35. In Juggilal Kamlapat's case (supra) it has been held that the Income-tax authorities were entitled to pierce the veil of corporate personality and look at the reality of the transaction. The Court further observed that it was true that from the juristic point of view the company was a legal personality entirely distinct from its members. But in certain exceptional cases, the Court was entitled to pierce veil of corporate entity and pay regard to the economic realities behind the legal facade. The Court further observed that the judicial authorities have power to disregard the corporate entity if it was used for tax evasion or to circumvent tax obligations or to perpetrate fraud.
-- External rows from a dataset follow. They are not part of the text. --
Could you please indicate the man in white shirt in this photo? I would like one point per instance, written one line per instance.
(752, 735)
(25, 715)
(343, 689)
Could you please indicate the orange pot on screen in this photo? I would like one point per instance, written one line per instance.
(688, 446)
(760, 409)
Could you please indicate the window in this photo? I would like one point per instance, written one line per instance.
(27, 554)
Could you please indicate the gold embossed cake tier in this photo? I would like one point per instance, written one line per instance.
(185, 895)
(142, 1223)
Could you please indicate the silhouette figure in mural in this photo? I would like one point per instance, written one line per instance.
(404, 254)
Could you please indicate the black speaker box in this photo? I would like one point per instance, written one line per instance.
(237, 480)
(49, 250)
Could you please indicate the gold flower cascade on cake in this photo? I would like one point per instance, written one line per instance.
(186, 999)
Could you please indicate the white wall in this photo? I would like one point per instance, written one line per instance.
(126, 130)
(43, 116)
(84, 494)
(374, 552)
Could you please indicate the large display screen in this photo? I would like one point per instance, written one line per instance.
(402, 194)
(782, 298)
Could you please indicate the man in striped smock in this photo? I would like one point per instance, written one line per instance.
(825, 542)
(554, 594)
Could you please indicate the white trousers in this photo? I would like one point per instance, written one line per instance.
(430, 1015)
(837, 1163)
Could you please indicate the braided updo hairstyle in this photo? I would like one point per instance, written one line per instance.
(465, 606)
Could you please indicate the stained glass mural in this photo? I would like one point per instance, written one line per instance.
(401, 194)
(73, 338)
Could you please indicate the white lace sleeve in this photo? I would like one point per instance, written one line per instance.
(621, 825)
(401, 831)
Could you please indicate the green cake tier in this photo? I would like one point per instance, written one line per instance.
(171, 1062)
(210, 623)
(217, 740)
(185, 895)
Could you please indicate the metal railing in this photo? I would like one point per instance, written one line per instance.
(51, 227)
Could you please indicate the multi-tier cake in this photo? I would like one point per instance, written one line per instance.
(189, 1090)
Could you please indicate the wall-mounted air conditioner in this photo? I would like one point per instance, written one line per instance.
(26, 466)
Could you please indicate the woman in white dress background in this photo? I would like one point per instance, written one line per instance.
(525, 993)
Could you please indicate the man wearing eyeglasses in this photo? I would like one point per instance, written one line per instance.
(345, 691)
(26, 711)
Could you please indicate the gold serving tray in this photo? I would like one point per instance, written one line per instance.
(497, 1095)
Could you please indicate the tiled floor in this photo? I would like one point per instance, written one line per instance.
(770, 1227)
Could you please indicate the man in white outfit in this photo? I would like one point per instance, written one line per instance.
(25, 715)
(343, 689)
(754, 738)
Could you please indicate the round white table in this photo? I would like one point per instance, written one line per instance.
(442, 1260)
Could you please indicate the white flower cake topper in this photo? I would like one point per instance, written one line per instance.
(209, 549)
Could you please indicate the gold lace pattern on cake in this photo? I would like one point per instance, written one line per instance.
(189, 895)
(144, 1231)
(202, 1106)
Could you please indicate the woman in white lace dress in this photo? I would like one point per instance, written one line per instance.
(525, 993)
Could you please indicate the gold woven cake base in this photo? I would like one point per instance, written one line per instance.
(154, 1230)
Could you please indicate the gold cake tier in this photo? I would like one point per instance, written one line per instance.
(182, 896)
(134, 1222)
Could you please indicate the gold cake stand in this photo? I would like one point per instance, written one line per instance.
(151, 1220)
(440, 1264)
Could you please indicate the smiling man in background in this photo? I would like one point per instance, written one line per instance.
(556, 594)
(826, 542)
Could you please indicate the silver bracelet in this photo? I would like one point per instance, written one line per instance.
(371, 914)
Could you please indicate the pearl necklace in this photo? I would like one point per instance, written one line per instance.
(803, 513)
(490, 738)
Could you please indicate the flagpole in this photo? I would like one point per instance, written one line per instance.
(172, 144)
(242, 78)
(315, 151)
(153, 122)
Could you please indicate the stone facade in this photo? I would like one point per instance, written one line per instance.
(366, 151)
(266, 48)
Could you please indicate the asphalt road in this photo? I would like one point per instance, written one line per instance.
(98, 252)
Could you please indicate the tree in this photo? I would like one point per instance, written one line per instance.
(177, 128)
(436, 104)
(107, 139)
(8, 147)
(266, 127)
41.1 The learned Counsel has next argued that the concept of lifting the corporate veil runs contrary to Section 88 of the Indian Trust Act,1882. We are not inclined to accept the contention. The principle of lifting of corporate veil, as we have already discussed above, has been increasingly accepted in legal jurisprudence of various countries of the world and it does not in any manner runs contrary to the Indian Trust Act. Section 88 of the Indian Trust Act pre-supposes; i pecuniary advantage gained by a Director in his fiduciary capacity. In such circumstances Section 38 of the Indian Trust Act enjoins upon him to hold such advantage for the benefit of the company. The provisions would obviously not be applicable when the Directors of the Company carry out the transactions under a well planned arrangement to circumvent legislation or to perpetrate fraud. In such circumstances there is absolutely no occasion for invoking the provisions of Section 88 of the Indian Trust Act. In the instant case Vachhani Brothers have in fact operated common pre-conceived and collective arrangement endorsed and approved by the Kartas of the HUFs who are Directors and having control of Board of Directors as well as General Body of Shareholders who are key organs of the company. In such circumstances when the corporate veil is lifted, the very applicability of Section 88 of the Indian Trust Act becomes redundant. The gains arising to the Directors under such circumstances would not be governed by Section 88 of the Indian Trust Act. The contentions of the learned Counsel therefore are rejected.